WHEN Craig Levein’s Scotland side were being torn apart by the USA in Jacksonville 18 months ago, Gordon Strachan’s international focus was elsewhere.
On that May weekend last year, he was more interested in England’s display against Norway in Oslo as they warmed up for the Euro 2012 finals while he prepared for his ITV pundit’s role at the tournament.
As Strachan starts the build-up to what he hopes will be a successful Euro 2016 qualifying campaign for Scotland, tonight’s rematch with the World Cup-bound Americans at Hampden may therefore appear the ideal opportunity to illustrate the progress achieved since he replaced Levein in charge of the national team.
But Strachan sees no relevance in comparisons with that 5-1 humiliation in Florida, preferring to assess Scotland in relation to how successful they are in maintaining the improved performance levels witnessed under his guidance in the past few months.

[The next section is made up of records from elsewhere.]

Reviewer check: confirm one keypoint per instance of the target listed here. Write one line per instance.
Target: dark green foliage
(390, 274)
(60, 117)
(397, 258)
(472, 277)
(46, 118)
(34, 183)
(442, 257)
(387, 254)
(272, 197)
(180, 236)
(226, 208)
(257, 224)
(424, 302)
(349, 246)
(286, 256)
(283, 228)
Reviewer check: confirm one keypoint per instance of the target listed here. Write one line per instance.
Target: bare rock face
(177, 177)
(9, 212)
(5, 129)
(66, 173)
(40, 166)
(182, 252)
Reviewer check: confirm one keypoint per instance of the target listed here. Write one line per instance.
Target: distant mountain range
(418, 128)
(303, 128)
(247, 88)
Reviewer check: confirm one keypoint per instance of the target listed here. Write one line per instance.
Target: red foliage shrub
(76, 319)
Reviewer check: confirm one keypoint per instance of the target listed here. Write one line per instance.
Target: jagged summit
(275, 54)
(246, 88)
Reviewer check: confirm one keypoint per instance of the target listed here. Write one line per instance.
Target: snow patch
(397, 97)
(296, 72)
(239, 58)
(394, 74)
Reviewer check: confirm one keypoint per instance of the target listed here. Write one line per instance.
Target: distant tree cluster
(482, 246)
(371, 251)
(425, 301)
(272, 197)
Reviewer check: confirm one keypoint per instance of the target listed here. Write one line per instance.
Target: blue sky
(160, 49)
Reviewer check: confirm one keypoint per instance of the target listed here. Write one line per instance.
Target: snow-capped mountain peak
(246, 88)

“First of all, I have never even seen the last game against America,” said Strachan. “I’ve never watched it and I have no interest in it.
“I asked one or two of the lads this week if they had played in it and one or two of them just kind of nodded at me. But the result will not determine progress made by us because you cannot match how the USA played and how we played.

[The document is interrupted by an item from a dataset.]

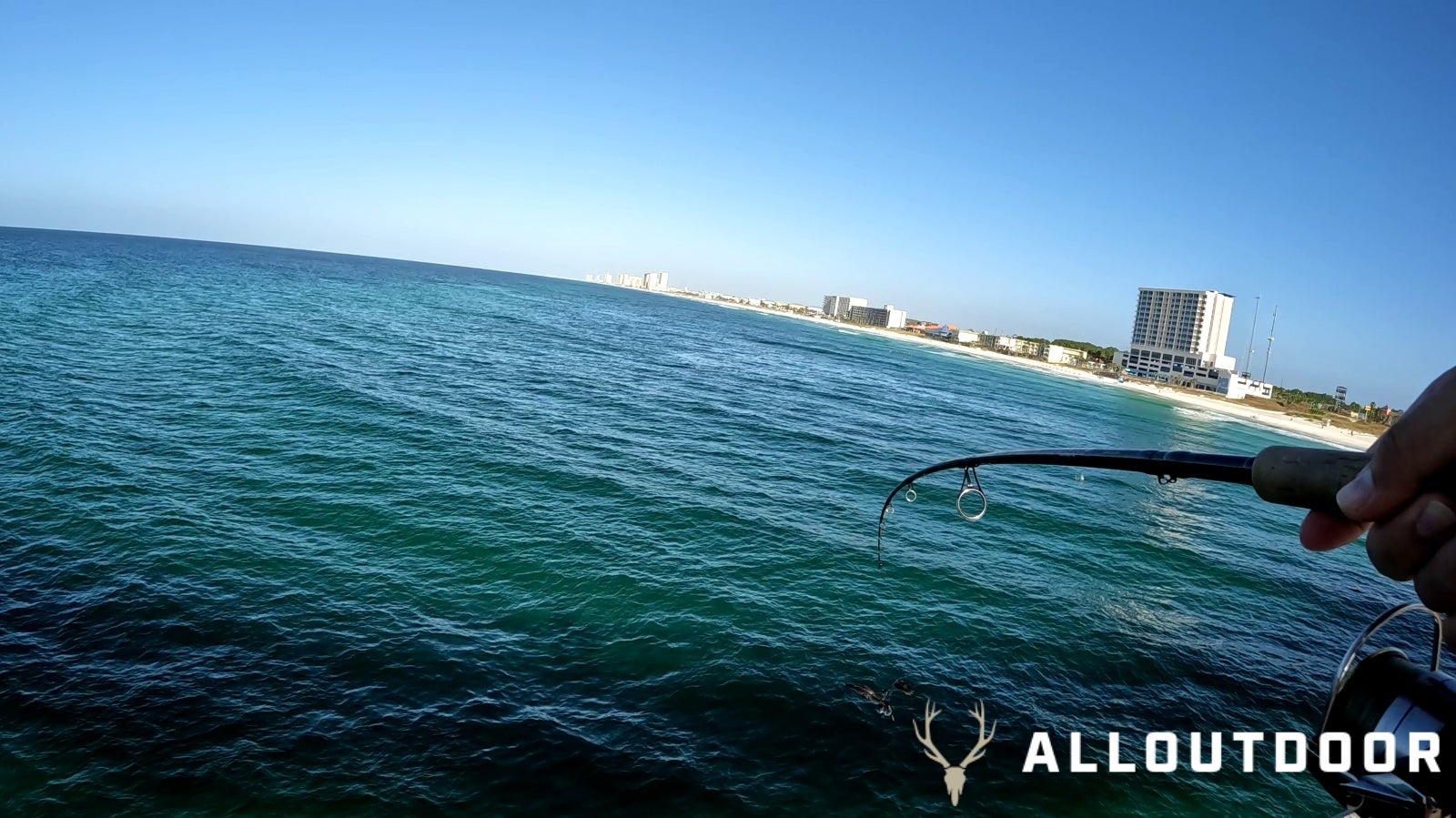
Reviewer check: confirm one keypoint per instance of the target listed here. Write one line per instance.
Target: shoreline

“We will just look at what we have been doing in the past few months and compare it with that and where we are going.”
Strachan has established a 4-2-3-1 formation which, in recent matches, has shown encouraging signs of combining solidity with attacking enterprise. With 10 months until Scotland are in competitive action again, he will try to stick by the system as much as possible in a series of challenge matches as he looks to retain an upbeat mood among both his players and the Tartan Army.
“We aim to send them home feeling good about themselves, as individuals and as a group, after Friday’s game against America and the game in Norway on Tuesday,” said Strachan.
“If we can do that now, great, then we’ve got four months where we can look forward to working again in the next international break in February. But this recent period has been good for everybody.
“It will be disappointing if we can’t maintain the momentum we’ve built up.
“There are times you just stay on a level but, as long as you don’t go backwards, that’s okay. It’s not necessarily about results.
“You can win a game and think ‘I didn’t enjoy that – I didn’t see much there’ but you can lose a game and think ‘That’s encouraging.’ You can win with one hit at goal or you ask players to do things, create things and they do everything right, have 16 attempts at goal but it doesn’t go in. You have to take that into consideration.
“I hope we don’t take a backward step along the way but it depends what the performances are like.
“I like to win, but you can win like Newcastle did last weekend with one hit at goal while Spurs had all those attempts, for example. The Spurs manager would have been thinking that he couldn’t have asked any more from his players.
“The system we have been playing is something we feel comfortable with but we might not always be able to do that for some reason or another. You don’t chop and change to take into account the other team too often – there might be the odd occasion where they are so good that you might have to think about that.
“But it’s good that you have a kind of idea of how you’re going to play, so that when the players come here they know what they have to do, instead of starting all over again every time they get together.
“I think we just keep doing what we’re doing. The players are comfortable with what we’re doing, but the system is only as good as how the players perform it. There are only four or five systems that everybody uses and if one of them guaranteed success, we’d all be using it. If teams get together playing the same system, the best players win.”
Strachan anticipates a stern test against Jurgen Klinsmann’s side who are currently ranked 13th in the world.
“If you look at where their players are playing their club football, there are some really good players in their squad,” he said. “I also watch the MLS and I see other American players who are not in the squad at the moment and they’re not bad.
“I watched some of their games on DVD last night and I thought, ‘he’s a tall lad, he can run, he can do this’. They have some good players with athletic ability. That’s what they have about them, most of their sports are like that.”
Strachan will retain his faith in one of Scotland’s most athletic performers, right-back Alan Hutton, who will maintain his status as the only ever present in the national team’s starting line-up since the manager took charge last year.
Hutton keeps his place despite his ongoing banishment at Aston Villa, where he has not played any first team football this season.
“It’s the biggest mystery in football how Alan is not getting a game for someone,” said Strachan. “He has been brilliant for us. I look at games in the English Premier League every week, look at the right-backs on the pitch and I think ‘Alan is better than him, he’s better than him’ and so on.
“It’s very strange, because he has been outstanding in our games. It’s not as if he’s just getting away with it against teams down at 100th in the world rankings – he’s doing it against teams at the top of the world game like Belgium, England and Croatia.
“His situation is very, very strange. But is it getting more difficult to pick him? No, because whatever he is doing, he is keeping himself in good nick.”